3.11 PAH and EPCs
The usual hypothesis is that a low level of EPCs is one of the
conditions for the occurrence of PAH. In research regarding congenital
heart disease (CHD) that caused PAH in childhood, severe PAH patients
(mean pulmonary arterial pressure > 25 mmHg) show a
significantly lower EPC level as compared to non-PAH patients. This
phenomenon shows that low level of EPCs is strongly correlated with PAH.
However, this relationship was not apparent for patients with mild PAH,
indicating that a decreased level of EPC is not the only pathogenesis,
or the EPC level will not be significantly decreased in the early stage
of PAH(H. X. Sun et al., 2019). The same result was also obtained for
adult patients, and in a comparison of COPD and COPD-PAH patients, the
latter group showed a significantly lower EPC level as compared to COPD
patients(P. Liu et al., 2016). A different conclusion was reached by a
group of English scientists, who found that the level of EPCs was
increased in idiopathic pulmonary arterial hypertension (iPAH) patients
with bone morphogenetic protein type II receptor (BMPR2) mutation (which
is a classical mutation that results in the development of iPAH).
In order to explain this aberration, a comparison was made between the
EPC screening conditions in different studies (Table 1). We found that
almost all scientists use different testing conditions, and the
different markers may correspond to different cell groups and different
cell functions, finally leading to the chaos of conclusions(Toshner et
al., 2009). These different definitions of EPCs cause academic
disruption that increases the difficulty and cost of discussions and
experiments, and eventually leads to the standstill of progress. Despite
the existence of contrary opinions, there is a consensus by most
scientists that the low level of EPCs is part of an indispensable
process that results in the development of PAH. They suggest that in the
initial stage of PAH, high levels of cycling EPCs are able to repair the
loss of vessels. However, with the progression of disease, the
continuous damage exceeds the compensatory ability of EPCs, which
finally leads to the reduction of peripheral EPCs and additional
destruction of vessel structure. Ultimately, this process causes stiffer
and narrower vessels and a higher pulmonary arterial pressure.
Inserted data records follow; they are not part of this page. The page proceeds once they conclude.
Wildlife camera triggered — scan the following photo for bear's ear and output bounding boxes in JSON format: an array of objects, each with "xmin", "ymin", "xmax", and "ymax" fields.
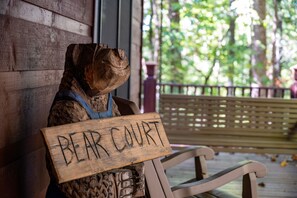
[{"xmin": 72, "ymin": 44, "xmax": 80, "ymax": 65}]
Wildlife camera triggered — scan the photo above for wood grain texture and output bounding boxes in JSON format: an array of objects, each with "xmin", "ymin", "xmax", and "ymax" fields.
[
  {"xmin": 160, "ymin": 94, "xmax": 297, "ymax": 154},
  {"xmin": 0, "ymin": 15, "xmax": 92, "ymax": 71},
  {"xmin": 0, "ymin": 148, "xmax": 49, "ymax": 198},
  {"xmin": 24, "ymin": 0, "xmax": 94, "ymax": 26},
  {"xmin": 41, "ymin": 113, "xmax": 171, "ymax": 183},
  {"xmin": 0, "ymin": 85, "xmax": 58, "ymax": 148}
]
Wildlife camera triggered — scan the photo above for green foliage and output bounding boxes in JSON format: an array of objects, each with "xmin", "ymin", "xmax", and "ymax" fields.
[{"xmin": 143, "ymin": 0, "xmax": 297, "ymax": 87}]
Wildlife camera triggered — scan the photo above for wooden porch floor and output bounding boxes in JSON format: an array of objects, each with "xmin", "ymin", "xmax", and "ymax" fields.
[{"xmin": 167, "ymin": 152, "xmax": 297, "ymax": 198}]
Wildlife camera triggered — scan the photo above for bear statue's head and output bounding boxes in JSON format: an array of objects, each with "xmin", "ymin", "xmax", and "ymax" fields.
[{"xmin": 65, "ymin": 44, "xmax": 130, "ymax": 97}]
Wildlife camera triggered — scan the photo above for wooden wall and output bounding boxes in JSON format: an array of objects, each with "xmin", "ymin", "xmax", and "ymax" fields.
[{"xmin": 0, "ymin": 0, "xmax": 94, "ymax": 198}]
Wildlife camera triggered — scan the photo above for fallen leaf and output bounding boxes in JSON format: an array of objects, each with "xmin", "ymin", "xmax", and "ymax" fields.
[
  {"xmin": 280, "ymin": 159, "xmax": 288, "ymax": 167},
  {"xmin": 291, "ymin": 154, "xmax": 297, "ymax": 161},
  {"xmin": 258, "ymin": 182, "xmax": 265, "ymax": 187}
]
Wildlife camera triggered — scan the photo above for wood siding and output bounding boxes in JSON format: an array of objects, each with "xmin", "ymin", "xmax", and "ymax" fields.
[{"xmin": 0, "ymin": 0, "xmax": 94, "ymax": 198}]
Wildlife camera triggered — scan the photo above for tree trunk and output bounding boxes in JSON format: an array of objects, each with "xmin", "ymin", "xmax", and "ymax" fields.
[
  {"xmin": 168, "ymin": 0, "xmax": 184, "ymax": 83},
  {"xmin": 271, "ymin": 0, "xmax": 282, "ymax": 87},
  {"xmin": 228, "ymin": 0, "xmax": 235, "ymax": 86},
  {"xmin": 251, "ymin": 0, "xmax": 268, "ymax": 86}
]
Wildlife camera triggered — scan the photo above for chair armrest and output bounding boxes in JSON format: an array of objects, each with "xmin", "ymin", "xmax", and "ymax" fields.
[
  {"xmin": 161, "ymin": 146, "xmax": 214, "ymax": 170},
  {"xmin": 171, "ymin": 160, "xmax": 267, "ymax": 197}
]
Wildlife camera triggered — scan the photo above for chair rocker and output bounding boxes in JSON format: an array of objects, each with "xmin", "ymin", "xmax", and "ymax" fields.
[{"xmin": 114, "ymin": 97, "xmax": 267, "ymax": 198}]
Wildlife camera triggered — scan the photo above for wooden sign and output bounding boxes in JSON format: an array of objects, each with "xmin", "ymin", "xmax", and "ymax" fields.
[{"xmin": 41, "ymin": 113, "xmax": 171, "ymax": 183}]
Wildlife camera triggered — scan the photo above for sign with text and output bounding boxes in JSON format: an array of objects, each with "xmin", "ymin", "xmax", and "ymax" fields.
[{"xmin": 41, "ymin": 113, "xmax": 171, "ymax": 183}]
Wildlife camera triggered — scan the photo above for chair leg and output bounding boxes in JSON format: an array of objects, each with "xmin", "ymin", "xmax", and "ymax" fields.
[
  {"xmin": 242, "ymin": 173, "xmax": 258, "ymax": 198},
  {"xmin": 195, "ymin": 156, "xmax": 208, "ymax": 181}
]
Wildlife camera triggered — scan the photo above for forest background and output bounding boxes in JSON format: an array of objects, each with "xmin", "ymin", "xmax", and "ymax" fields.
[{"xmin": 143, "ymin": 0, "xmax": 297, "ymax": 87}]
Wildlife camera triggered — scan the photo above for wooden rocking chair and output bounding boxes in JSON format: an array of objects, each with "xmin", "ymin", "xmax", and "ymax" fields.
[{"xmin": 114, "ymin": 97, "xmax": 267, "ymax": 198}]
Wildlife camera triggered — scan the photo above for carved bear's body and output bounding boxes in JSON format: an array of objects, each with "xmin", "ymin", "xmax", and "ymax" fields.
[{"xmin": 47, "ymin": 44, "xmax": 142, "ymax": 197}]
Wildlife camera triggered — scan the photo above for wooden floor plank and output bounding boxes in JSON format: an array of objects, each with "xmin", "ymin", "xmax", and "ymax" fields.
[{"xmin": 166, "ymin": 152, "xmax": 297, "ymax": 198}]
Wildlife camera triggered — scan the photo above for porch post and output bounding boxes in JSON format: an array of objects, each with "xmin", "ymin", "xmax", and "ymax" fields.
[
  {"xmin": 143, "ymin": 62, "xmax": 157, "ymax": 113},
  {"xmin": 290, "ymin": 65, "xmax": 297, "ymax": 98}
]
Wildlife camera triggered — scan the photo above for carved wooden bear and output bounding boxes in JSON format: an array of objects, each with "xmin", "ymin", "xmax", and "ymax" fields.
[{"xmin": 47, "ymin": 44, "xmax": 143, "ymax": 198}]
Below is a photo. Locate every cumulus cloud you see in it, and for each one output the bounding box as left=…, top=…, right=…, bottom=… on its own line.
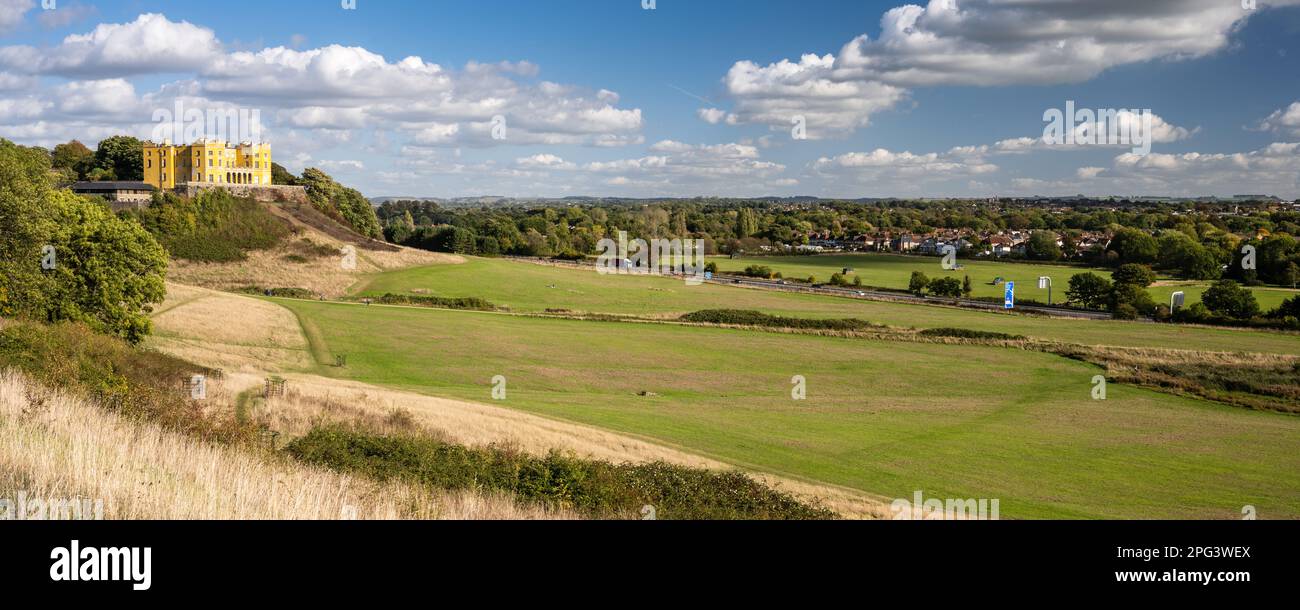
left=1260, top=101, right=1300, bottom=135
left=724, top=0, right=1300, bottom=137
left=0, top=13, right=221, bottom=78
left=811, top=147, right=998, bottom=179
left=1019, top=142, right=1300, bottom=196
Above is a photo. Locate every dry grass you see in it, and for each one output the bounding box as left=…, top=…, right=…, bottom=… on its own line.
left=168, top=206, right=465, bottom=298
left=150, top=285, right=889, bottom=519
left=0, top=372, right=575, bottom=520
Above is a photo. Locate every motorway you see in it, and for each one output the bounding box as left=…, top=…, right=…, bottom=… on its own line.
left=706, top=274, right=1110, bottom=320
left=507, top=256, right=1110, bottom=320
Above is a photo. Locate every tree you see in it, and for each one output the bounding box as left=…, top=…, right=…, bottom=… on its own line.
left=1282, top=263, right=1300, bottom=287
left=1065, top=272, right=1113, bottom=310
left=930, top=277, right=962, bottom=298
left=1024, top=232, right=1061, bottom=260
left=1110, top=282, right=1156, bottom=320
left=300, top=168, right=384, bottom=239
left=907, top=271, right=930, bottom=294
left=736, top=208, right=758, bottom=239
left=1110, top=264, right=1156, bottom=287
left=49, top=140, right=95, bottom=178
left=1269, top=297, right=1300, bottom=317
left=270, top=161, right=298, bottom=186
left=1109, top=229, right=1160, bottom=264
left=1201, top=280, right=1260, bottom=320
left=0, top=139, right=168, bottom=342
left=95, top=135, right=144, bottom=181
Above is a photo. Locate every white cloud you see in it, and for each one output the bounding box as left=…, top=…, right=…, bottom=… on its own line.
left=0, top=14, right=644, bottom=147
left=36, top=1, right=98, bottom=30
left=0, top=13, right=221, bottom=78
left=724, top=0, right=1300, bottom=133
left=696, top=108, right=737, bottom=125
left=0, top=0, right=36, bottom=35
left=1260, top=101, right=1300, bottom=135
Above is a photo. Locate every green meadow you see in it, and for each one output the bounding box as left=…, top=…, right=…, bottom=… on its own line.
left=274, top=297, right=1300, bottom=519
left=355, top=258, right=1300, bottom=354
left=710, top=254, right=1300, bottom=311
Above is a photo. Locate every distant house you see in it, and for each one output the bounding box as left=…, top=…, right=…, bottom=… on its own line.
left=988, top=235, right=1015, bottom=256
left=73, top=181, right=155, bottom=211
Under this vicious cycle, the symptoms of PAH become increasingly severe
and finally lead to death(Toshner et al., 2009). EPCs exist in numerous
ways to prevent the development and reverse existing PAH, and mainly
include direct incorporation to sites of impaired vessels for repair,
playing supportive roles in cellular repair, inhibiting the transfer of
ECs, and participating in immunosuppression functions and secretion
functions such as secretome, exosome and extracellular vehicles
(EVs)(Bayraktutan, 2019; Bianconi et al., 2018; Wei et al., 2013).